In the context of the conference, that phrase meant having artists at the table, working with them from the beginning to develop a new building, a city strategic plan or a community process. It meant not waiting to install some art after the building is up, or realizing that once you’ve developed the plan or process, it’s too late to get an artist’s perspective, which would be likely to help you think through things from a new angle or two.
In the arts, business people are routinely asked to serve on boards and committees, and arts leaders attend business training and use business terms because we see the absolute value in adopting and adapting what works in that sector for our own purposes.
We know that our work is better if we have a number of perspectives and approaches to problem-solving, generating ideas and strategic thinking. We know that working with businesses is better than simply believing we are working for the needs of businesses.

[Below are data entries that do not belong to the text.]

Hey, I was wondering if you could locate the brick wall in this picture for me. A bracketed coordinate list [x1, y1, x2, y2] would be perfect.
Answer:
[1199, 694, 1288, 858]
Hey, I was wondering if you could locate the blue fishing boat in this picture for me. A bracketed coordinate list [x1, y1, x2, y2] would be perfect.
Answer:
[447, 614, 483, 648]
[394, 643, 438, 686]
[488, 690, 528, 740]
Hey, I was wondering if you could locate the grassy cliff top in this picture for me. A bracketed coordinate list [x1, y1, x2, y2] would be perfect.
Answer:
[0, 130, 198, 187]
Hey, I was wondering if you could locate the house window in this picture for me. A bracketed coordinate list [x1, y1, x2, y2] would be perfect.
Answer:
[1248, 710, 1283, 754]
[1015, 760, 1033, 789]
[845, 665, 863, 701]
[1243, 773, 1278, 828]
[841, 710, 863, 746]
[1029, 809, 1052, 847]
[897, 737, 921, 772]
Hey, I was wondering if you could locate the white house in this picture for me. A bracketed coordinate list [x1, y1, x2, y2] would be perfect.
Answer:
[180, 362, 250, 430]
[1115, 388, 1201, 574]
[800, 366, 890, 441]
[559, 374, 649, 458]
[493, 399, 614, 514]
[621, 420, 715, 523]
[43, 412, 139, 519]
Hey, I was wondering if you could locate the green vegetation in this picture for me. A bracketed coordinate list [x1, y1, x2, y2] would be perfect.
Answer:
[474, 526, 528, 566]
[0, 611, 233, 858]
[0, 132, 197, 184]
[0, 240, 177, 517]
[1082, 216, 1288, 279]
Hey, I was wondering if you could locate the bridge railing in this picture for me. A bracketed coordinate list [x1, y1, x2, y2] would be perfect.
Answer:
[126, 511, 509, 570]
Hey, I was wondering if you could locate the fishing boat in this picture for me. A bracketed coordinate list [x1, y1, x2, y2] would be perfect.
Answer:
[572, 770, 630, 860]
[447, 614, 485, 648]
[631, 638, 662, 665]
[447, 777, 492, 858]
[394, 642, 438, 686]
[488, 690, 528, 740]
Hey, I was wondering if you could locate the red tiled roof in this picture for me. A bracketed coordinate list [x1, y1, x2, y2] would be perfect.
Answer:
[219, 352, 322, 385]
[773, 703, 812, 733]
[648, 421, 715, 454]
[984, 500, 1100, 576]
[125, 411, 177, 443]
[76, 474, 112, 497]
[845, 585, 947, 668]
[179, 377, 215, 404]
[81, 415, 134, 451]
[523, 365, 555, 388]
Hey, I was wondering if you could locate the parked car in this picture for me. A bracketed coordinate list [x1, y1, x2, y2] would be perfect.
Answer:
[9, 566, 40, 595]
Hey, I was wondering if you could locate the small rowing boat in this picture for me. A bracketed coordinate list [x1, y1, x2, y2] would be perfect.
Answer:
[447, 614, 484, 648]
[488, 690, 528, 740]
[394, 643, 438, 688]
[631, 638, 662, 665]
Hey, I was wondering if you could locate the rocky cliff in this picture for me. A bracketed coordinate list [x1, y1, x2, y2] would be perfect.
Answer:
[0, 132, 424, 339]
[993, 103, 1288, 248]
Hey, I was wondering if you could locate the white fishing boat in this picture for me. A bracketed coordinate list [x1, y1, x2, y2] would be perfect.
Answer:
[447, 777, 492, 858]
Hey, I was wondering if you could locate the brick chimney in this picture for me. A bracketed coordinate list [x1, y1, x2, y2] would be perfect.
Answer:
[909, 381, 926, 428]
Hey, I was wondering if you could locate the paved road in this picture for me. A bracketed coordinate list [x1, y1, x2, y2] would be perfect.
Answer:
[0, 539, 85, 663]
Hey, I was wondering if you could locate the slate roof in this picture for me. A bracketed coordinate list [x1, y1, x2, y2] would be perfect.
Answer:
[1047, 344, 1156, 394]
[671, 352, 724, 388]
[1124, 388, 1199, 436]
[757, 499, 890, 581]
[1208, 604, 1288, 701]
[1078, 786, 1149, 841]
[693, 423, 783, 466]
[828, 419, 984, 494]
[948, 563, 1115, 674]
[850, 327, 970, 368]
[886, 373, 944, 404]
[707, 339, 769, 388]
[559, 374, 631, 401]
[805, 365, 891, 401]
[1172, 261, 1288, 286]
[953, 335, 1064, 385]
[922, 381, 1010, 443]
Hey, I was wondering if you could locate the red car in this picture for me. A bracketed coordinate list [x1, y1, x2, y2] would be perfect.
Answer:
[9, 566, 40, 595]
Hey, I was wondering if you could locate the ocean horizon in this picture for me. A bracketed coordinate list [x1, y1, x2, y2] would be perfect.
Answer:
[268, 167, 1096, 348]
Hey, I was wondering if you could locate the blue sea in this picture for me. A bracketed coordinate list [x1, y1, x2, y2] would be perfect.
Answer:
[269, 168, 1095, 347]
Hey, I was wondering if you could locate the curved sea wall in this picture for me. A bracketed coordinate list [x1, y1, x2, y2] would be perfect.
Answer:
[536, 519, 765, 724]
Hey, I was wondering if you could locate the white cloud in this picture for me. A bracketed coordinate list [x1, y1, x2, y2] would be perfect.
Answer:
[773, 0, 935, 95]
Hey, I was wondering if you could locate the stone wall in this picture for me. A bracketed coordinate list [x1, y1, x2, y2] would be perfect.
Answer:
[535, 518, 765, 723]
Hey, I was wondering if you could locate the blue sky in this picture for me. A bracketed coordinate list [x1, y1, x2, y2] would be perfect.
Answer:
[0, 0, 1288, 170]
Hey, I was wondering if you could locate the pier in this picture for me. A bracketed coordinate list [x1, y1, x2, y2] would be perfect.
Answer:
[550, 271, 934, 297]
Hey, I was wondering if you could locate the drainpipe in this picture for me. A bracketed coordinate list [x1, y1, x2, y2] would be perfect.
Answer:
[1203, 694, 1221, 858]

So, what skills do artists and arts leaders bring to larger, community tables? They bring an astonishing ability to create smart, creative and useful programming with very lean budgets. In other words, they know how to “do more with less.” That’s an asset regardless of your budget size.
They know how to make hard decisions because… again with the lean budgets. Those in the arts have to make tough decisions and leave good programming opportunities on the cutting-room floor all the time. That means they know how to deeply evaluate all kinds of options and make smart, calculated decisions.
They aren’t afraid to take risks. The very nature of claiming to be in the arts means thinking outside of the box, so there’s less fear in taking it a step further and really going for something.
As a relatively conservative community, a little nudge to think bigger and take some well thought-out risks is a good thing. A number of our arts leaders have lived and worked in other, considerably bigger communities, regularly attend regional and national conferences and are part of networks that provide continuing education in their specific fields. This means they are thinking from an outside-in perspective, which has real value in planning.
Many of our artists are true entrepreneurs. This gives them flexibility, an ability to network and a real eye for opportunity. Plus, don’t forget their spectacular creativity — their way of thinking produces stunning art and asks unexpected questions and provides out-of-the-ordinary answers.
Again, it’s a strong asset when bringing the community together to ask questions and solve problems. My hope for 2019 is that the leaders from other sectors in our community will take a look at who is not sitting at their tables and what skills and assets are missing from the conversations.
Then, go out and invite the arts leaders and artists they believe will assist in bringing about the kind of growth and change this community needs and deserves. That would be working with and not for the arts, and we would all benefit from it.